Aber in den Schlussbemerkungen schießt der Beauftragte der grün-schwarzen Landesregierung, vielleicht sommerhitzebedingt, endgültig über das selbstgesteckte Ziel hinaus:
„Wenn wir den Antisemitismus global und glaubwürdig bekämpfen, für Demokratie und Rechtsstaatlichkeit einstehen wollen, dann muss dies auch stärkere Anstrengungen für die Wende zu erneuerbaren Energien und die Dekarbonisierung bedeuten. Die Verfeuerung fossiler Rohstoffe vergiftet nicht nur Umwelt und Klima, sondern verformt auch Gesellschaften, Staaten und religiöse Lehren ins Autoritäre.“
„Dein goldenes Haar Margarete / Dein aschenes Haar Sulamith“ dichtet Paul Celan in seiner „Todesfuge“. Packen wir nicht Gretel Thunbergs blonde Zöpfe, scheint uns Dichter Blume sagen zu wollen, riskieren wir, dass die „Verfeuerung fossiler Rohstoffe“ wieder in die Verfeuerung von Juden umschlägt.

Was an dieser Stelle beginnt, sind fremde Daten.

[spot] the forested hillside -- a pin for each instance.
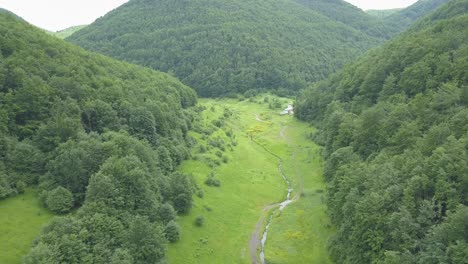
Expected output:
(221, 46)
(394, 126)
(68, 31)
(97, 137)
(401, 20)
(350, 15)
(383, 13)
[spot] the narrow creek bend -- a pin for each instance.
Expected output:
(255, 241)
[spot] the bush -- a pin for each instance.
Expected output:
(211, 181)
(167, 213)
(172, 232)
(59, 200)
(200, 220)
(21, 186)
(200, 193)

Wer an der Beliebigkeit des so tragisch deformierten Antisemitismusbegriffs und seiner Verwendung zur Hexenjagd auf alle, die aus der transatlantisch-zionistischen Allianz ausscheren und ihre Glaubenssätze in Frage stellen, noch Zweifel hatte, dem wird Herrn Blumes dankenswerte Selbstentlarvung letzte Klarheit bringen.
Sebastian Bahlo ist stellvertretender Bundesvorsitzender des Deutschen Freidenker-Verbandes
Bild: „Närrischer Staatsempfang“ der Landesregierung Baden-Württemberg am 27.02.2019 – Ministerpräsident Winfried Kretschmann (M.) begrüßt die Narren.